School of Public Health and Management, Chongqing Medical University, Chongqing 400016, China.
Chongqing Municipal Center for Disease Control and Prevention, Chongqing 400042, China.
Int J Environ Res Public Health. 2022 May 29;19(11):6625. doi: 10.3390/ijerph19116625.
(1) Background: To explore whether meteorological factors have an impact on the prevalence of mumps, and to make a short−term prediction of the case number of mumps in Chongqing. (2) Methods: K−means clustering algorithm was used to divide the monthly mumps cases of each year into the high and low case number clusters, and Student t−test was applied for difference analysis. The cross−correlation function (CCF) was used to evaluate the correlation between the meteorological factors and mumps, and an ARIMAX model was constructed by additionally incorporating meteorological factors as exogenous variables in the ARIMA model, and a short−term prediction was conducted for mumps in Chongqing, evaluated by MAE, RMSE. (3) Results: All the meteorological factors were significantly different (p < 0.05), except for the relative humidity between the high and low case number clusters. The CCF and ARIMAX model showed that monthly precipitation, temperature, relative humidity and wind velocity were associated with mumps, and there were significant lag effects. The ARIMAX model could accurately predict mumps in the short term, and the prediction errors (MAE, RMSE) were lower than those of the ARIMA model. (4) Conclusions: Meteorological factors can affect the occurrence of mumps, and the ARIMAX model can effectively predict the incidence trend of mumps in Chongqing, which can provide an early warning for relevant departments.

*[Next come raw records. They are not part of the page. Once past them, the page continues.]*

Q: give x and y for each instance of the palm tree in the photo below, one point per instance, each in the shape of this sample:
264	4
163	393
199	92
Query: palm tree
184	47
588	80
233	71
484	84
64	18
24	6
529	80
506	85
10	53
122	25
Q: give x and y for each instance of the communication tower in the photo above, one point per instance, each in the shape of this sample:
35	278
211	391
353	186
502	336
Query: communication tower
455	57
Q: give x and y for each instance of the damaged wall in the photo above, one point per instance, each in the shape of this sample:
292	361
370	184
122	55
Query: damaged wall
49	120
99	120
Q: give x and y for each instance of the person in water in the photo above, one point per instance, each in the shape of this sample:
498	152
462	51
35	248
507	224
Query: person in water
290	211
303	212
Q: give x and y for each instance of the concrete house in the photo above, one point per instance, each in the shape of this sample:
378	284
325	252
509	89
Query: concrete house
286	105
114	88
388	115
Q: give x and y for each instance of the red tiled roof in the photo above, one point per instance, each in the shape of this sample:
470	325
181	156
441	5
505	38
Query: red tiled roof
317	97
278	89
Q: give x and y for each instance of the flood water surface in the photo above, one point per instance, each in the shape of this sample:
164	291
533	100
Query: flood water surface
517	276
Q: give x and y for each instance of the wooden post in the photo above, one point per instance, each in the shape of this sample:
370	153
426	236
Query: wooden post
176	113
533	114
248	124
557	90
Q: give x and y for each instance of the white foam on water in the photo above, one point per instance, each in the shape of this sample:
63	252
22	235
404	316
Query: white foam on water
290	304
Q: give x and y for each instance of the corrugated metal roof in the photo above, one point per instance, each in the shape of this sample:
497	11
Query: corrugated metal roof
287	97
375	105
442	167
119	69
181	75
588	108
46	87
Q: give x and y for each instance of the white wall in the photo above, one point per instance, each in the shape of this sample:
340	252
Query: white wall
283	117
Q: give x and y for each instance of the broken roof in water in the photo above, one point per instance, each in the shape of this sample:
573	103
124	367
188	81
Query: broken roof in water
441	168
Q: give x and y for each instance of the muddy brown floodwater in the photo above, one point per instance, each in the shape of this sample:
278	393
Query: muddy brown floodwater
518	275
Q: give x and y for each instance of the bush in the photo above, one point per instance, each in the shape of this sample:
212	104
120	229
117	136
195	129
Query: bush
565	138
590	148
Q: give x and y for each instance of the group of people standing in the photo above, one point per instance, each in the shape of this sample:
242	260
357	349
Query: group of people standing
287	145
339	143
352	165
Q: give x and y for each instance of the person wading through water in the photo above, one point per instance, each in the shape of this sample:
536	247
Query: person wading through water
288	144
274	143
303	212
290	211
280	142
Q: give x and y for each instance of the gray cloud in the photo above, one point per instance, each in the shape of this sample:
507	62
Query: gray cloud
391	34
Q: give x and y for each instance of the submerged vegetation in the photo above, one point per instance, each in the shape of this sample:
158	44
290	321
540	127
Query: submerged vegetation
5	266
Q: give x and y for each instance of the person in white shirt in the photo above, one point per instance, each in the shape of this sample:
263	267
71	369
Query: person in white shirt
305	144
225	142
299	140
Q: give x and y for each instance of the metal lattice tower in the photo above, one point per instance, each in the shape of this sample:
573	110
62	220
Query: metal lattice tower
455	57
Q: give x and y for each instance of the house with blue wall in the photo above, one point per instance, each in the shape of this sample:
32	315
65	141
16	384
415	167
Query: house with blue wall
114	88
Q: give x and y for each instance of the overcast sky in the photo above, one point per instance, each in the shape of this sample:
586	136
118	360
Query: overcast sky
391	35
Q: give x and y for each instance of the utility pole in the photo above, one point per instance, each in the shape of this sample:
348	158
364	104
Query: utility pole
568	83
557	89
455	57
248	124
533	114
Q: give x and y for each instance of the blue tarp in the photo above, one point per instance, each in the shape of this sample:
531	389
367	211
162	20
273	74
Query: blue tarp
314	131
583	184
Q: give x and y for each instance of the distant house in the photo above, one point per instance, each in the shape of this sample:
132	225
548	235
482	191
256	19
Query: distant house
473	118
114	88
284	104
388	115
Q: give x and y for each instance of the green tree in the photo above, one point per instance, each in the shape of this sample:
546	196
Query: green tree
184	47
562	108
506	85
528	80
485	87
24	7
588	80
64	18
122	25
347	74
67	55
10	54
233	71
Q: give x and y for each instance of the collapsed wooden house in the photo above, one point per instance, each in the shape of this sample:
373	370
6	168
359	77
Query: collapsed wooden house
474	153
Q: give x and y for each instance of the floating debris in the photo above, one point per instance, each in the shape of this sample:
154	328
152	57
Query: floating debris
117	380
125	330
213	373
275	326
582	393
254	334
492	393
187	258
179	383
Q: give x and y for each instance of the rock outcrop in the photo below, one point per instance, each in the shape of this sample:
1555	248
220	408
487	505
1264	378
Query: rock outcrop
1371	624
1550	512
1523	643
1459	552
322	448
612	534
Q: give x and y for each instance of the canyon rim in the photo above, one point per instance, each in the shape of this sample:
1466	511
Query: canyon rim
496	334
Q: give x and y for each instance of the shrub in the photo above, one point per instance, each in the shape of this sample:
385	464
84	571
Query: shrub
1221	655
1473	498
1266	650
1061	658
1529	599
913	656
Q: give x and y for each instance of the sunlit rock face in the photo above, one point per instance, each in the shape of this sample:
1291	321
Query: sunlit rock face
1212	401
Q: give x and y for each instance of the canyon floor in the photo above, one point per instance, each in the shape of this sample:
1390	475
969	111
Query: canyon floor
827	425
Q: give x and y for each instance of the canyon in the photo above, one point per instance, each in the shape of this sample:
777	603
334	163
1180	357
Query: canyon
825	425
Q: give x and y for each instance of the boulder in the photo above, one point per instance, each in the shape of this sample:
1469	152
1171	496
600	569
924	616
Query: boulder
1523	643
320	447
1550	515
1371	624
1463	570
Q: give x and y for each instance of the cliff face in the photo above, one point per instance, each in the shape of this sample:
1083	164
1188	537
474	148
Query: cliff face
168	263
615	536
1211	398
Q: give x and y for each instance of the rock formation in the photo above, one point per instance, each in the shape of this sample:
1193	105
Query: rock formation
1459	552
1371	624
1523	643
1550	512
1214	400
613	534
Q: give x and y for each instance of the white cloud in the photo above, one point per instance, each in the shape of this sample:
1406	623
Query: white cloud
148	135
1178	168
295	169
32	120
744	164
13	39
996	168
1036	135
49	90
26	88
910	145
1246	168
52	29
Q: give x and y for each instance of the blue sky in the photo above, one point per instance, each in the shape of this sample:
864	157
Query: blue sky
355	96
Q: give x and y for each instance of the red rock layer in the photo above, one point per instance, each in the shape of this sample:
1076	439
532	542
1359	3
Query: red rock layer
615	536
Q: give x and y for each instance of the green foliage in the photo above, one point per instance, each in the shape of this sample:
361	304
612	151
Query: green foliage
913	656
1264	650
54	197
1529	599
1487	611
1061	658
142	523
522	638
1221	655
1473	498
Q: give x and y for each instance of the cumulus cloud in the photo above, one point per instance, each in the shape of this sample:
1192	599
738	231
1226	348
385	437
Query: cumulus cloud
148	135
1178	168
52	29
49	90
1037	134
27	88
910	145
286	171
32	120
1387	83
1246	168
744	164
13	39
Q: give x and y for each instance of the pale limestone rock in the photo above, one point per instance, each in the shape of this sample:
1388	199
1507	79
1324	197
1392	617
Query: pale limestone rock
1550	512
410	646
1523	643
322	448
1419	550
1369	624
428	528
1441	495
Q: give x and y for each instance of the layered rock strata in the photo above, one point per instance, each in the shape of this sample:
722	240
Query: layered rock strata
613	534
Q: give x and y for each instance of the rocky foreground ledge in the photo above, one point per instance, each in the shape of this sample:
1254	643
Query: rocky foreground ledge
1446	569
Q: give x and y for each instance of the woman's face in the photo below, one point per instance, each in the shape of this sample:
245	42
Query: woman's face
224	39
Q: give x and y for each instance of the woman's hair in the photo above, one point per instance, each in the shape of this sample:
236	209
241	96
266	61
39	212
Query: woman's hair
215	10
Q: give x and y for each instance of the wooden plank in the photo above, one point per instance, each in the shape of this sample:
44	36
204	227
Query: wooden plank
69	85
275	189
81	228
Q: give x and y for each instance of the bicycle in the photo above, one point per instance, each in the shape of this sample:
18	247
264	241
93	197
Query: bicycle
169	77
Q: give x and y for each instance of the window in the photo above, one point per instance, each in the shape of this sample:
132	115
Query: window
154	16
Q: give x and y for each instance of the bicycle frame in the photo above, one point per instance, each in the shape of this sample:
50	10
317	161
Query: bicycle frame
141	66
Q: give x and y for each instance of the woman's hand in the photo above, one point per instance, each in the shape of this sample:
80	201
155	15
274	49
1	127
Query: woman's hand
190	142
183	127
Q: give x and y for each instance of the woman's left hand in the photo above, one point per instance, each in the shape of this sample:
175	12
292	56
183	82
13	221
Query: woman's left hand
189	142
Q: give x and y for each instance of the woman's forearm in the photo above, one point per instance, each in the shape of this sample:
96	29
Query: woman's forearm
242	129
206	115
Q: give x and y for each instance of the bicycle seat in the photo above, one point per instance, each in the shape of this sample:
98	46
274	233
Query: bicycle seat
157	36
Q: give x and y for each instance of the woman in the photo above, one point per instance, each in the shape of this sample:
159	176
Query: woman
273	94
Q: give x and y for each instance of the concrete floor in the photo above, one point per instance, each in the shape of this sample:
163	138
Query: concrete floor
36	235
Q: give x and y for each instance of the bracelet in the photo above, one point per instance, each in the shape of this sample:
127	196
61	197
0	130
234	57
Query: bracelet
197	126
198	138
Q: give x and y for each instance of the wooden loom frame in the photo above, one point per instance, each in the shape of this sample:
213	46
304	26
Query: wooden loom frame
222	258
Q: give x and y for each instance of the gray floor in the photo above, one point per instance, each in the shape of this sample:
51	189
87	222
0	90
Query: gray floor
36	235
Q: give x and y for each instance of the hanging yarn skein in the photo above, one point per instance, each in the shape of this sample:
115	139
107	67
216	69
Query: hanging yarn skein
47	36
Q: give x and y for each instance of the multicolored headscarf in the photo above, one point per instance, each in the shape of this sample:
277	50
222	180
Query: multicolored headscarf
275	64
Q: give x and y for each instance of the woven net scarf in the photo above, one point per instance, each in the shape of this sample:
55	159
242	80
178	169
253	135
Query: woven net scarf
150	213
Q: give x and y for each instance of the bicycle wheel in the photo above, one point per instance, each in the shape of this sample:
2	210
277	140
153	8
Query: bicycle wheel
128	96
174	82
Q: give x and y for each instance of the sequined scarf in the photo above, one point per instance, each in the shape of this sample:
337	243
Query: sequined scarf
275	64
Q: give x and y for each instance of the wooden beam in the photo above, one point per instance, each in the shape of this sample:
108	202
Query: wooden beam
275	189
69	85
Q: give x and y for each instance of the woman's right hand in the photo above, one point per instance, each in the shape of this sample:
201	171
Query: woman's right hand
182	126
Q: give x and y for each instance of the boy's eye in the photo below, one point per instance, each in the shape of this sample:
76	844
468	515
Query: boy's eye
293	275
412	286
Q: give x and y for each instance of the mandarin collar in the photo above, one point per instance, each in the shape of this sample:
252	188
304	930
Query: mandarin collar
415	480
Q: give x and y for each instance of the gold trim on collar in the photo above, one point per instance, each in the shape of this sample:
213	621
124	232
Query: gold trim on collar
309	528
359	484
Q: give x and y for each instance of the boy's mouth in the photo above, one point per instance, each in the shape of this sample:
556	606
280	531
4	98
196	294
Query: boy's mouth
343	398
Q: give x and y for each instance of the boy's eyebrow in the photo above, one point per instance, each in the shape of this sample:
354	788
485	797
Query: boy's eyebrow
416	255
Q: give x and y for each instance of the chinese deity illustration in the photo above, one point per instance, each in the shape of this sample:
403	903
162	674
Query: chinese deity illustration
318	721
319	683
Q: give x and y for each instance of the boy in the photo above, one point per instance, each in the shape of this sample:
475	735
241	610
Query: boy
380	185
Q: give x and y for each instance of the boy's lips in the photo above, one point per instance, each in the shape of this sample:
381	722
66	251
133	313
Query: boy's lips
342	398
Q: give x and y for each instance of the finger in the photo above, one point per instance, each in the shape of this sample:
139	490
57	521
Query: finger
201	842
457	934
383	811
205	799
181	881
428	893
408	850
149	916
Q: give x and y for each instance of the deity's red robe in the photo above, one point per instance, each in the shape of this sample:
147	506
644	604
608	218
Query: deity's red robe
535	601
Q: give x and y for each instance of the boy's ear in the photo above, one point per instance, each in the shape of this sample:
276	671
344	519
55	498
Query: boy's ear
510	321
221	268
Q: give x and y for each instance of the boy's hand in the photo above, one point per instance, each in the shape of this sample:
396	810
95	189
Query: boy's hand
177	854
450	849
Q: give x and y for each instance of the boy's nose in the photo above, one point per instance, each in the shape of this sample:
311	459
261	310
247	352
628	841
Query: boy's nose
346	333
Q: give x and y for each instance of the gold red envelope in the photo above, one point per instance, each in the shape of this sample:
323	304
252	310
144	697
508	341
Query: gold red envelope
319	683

(1) 背景:探讨气象因素是否对流行性腮腺炎发病有影响,并对重庆市流行性腮腺炎发病例数进行短期预测。(2) 方法:采用 K−means 聚类算法将每年的流行性腮腺炎月发病例数分为高发和低发病例聚类,应用 Student t−检验进行差异分析。采用交叉相关函数(CCF)评价气象因素与流行性腮腺炎的相关性,将气象因素作为外生变量加入到 ARIMA 模型中构建 ARIMAX 模型,并对重庆市流行性腮腺炎进行短期预测,通过平均绝对误差(MAE)和均方根误差(RMSE)进行评价。(3) 结果:除高发和低发病例聚类的相对湿度外,各气象因素均有显著性差异(p < 0.05)。CCF 和 ARIMAX 模型表明,月降水量、月平均气温、月相对湿度和月风速与流行性腮腺炎有关,且存在明显的滞后效应。ARIMAX 模型可较准确地对短期流行性腮腺炎进行预测,预测误差(MAE、RMSE)均低于 ARIMA 模型。(4) 结论:气象因素可影响流行性腮腺炎的发生,ARIMAX 模型可有效预测重庆市流行性腮腺炎发病趋势,为相关部门提供早期预警。